5.1.2 Contexte géomorphologique

La commune est située en bordure du domaine alluvial de l’Ill, sur la basse terrasse rhénane tardiglaciaire qui surplombe le lit majeur du Rhin. Le substrat est composé de dépôts holocènes recouverts par des limons sableux de l’Ill et des rivières vosgiennes - la Lauch et la Vieille Thur (fig. 91). L’épaisseur des alluvions recouvrant les formations rhénanes varie de 40 à 60 cm. Ce secteur était sujet à des inondations avant les aménagements de l’Ill qui ont abaissé le toit de la nappe, toujours très proche de la surface (entre 1 et 4 m). A l’Ouest du village, une étude de terrain a permis la mise en évidence de lentilles de matériaux rouge-bruns, caractéristiques des apports vosgiens scellant les alluvions rhénanes et associées à la formation de concrétions calcaires à l’interface des deux dépôts. Les plus grands chenaux sont quant à eux comblés par des sables jaunes, apports alluvionnaires calcaires du massif alpin et de ses contreforts jurassiques.

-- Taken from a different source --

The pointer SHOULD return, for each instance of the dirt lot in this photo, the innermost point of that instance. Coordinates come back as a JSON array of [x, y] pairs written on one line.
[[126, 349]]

Figure 91 : Carte géologique de Sainte-Croix-en-Plaine (source BRGM), l’ensemble de la commune est recouvert par des alluvions récentes Holocènes (Ferrier 2009)

146

A plusieurs endroits, des colmatages gris-bleus compacts, argileux et relativement profonds (Ferrier 2009) révèlent d’anciennes zones d’eaux stagnantes antérieures aux périodes d’inondations et de dépôts alluvionnaires. Enfin, sur plusieurs opérations (OberesKätzis, Oberholzackerfeld), des traces de sols rouges, typiques de ceux rencontrés dans la Hardt, dénotent d’un développement des sols en milieu forestier.